Spring brings with it a real treat for US birders – the return of the 13 species of Hummingbirds that nest here.  Growing up in NYC, I was able to see only 1, the Ruby Throated Hummingbird, but I did not lament that fact at all.  Like all of its relatives, this little gem never failed to put on an enthralling show when it stopped by.

City Hummers and Look-Alike Moths

Ruby Throats were actually rather common in NYC in years past – so much so that, as a child in the Bronx, a favorite sport of mine was attempting to land one with my trusty butterfly net.  I never came close – once I yelled to my friends that I had captured a Hummer, only to find upon closer inspection that my captive was actually a Hummingbird Clearwing Moth.  A fascinating creature in its own right, the Hummingbird Clearwing does indeed closely resemble its namesake in size and behavior.

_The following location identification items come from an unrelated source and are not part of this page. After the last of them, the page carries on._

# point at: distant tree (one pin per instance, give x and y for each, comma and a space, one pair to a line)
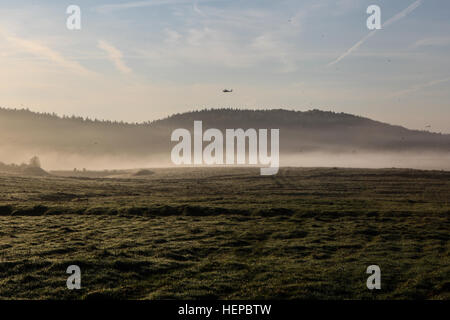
35, 162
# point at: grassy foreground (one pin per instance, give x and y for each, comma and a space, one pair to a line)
227, 233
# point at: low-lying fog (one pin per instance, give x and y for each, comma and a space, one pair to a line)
56, 161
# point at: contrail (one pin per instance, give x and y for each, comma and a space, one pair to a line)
392, 20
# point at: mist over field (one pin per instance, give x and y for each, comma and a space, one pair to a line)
307, 139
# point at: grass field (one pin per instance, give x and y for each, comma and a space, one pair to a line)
227, 233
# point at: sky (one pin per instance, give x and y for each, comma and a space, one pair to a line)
147, 59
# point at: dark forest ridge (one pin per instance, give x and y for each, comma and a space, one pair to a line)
24, 134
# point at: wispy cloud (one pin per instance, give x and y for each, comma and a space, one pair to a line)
40, 50
392, 20
419, 87
432, 42
139, 4
114, 55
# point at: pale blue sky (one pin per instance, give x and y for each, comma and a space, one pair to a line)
142, 60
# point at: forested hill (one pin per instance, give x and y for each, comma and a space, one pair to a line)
299, 132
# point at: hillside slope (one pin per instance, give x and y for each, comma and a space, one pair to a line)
26, 133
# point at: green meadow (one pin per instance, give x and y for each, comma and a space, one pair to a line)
226, 233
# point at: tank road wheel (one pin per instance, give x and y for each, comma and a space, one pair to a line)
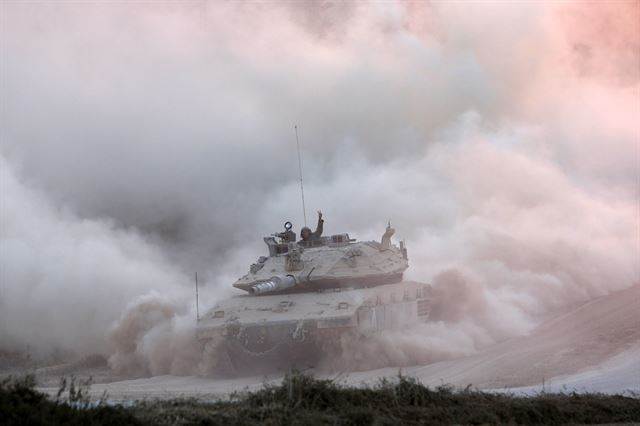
216, 360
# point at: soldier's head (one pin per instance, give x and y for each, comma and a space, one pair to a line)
305, 233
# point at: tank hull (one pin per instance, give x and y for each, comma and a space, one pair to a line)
249, 335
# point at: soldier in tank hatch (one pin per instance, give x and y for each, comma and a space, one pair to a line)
311, 237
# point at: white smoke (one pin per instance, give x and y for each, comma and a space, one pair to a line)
141, 143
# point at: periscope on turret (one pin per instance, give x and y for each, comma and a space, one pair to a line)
304, 295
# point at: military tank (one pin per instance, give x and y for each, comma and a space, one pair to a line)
304, 296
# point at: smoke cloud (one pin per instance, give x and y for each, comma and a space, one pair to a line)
141, 142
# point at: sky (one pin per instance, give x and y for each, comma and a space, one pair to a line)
144, 141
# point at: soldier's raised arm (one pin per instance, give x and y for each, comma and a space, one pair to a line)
320, 226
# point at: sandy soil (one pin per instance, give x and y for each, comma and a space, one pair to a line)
595, 347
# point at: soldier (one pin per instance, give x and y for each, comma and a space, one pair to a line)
308, 236
288, 236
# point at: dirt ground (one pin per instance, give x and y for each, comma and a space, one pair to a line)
595, 347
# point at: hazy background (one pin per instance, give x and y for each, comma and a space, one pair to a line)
143, 141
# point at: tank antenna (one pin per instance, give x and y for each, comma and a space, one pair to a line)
197, 304
304, 210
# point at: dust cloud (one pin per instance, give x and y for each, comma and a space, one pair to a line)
141, 142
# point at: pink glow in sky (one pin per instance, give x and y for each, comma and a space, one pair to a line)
156, 138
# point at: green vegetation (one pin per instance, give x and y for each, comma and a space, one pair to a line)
304, 400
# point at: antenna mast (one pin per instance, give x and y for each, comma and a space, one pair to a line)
197, 304
304, 210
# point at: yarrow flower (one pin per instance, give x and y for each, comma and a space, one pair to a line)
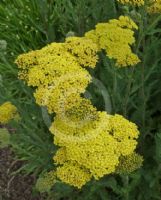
154, 6
132, 2
7, 112
90, 142
130, 163
116, 38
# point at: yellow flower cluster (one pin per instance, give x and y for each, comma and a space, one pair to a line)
155, 6
91, 142
95, 147
115, 37
7, 112
132, 2
45, 183
130, 163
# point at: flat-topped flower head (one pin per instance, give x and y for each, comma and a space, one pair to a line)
116, 38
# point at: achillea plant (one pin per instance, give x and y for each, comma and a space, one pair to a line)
7, 112
90, 142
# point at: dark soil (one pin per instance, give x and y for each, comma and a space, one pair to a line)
14, 186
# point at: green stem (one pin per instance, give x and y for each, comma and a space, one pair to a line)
126, 185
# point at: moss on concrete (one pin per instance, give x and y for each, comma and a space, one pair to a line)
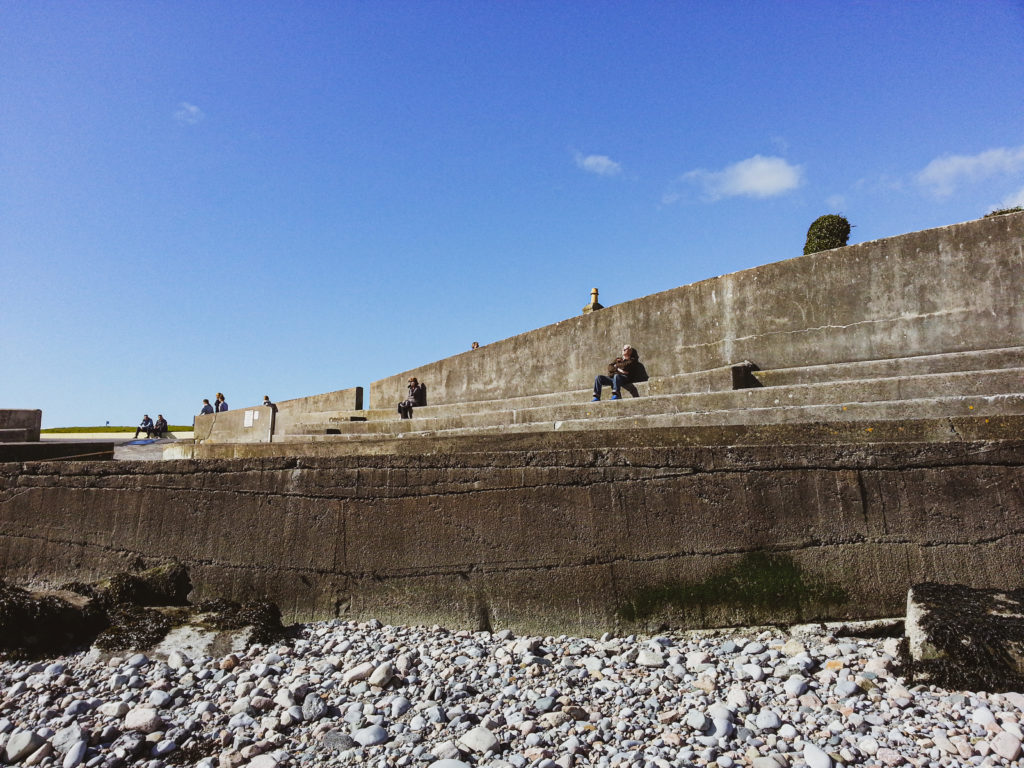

These days, both bird and moth are more commonly seen in the Bronx Botanical Gardens and similar large, undisturbed places in NYC, but they do still stop by neighborhood flower beds from time to time.

West of the Mississippi, bird watchers have 12-13 different Hummingbirds to choose from, and once you venture into Mexico and further south an additional 300+ species can keep you busy for a lifetime.

Tiny but Fearless

Given that predators as small as spiders and praying mantids can dine on Hummingbirds, one would expect the tiny beasts to be extremely shy.  However, quite the opposite is true. Driven by insatiable appetites and well-protected by their incredible speed and maneuverability, Hummers are among the boldest of all birds…in zoo exhibits I’ve actually had to shoo them away from me at feeding time!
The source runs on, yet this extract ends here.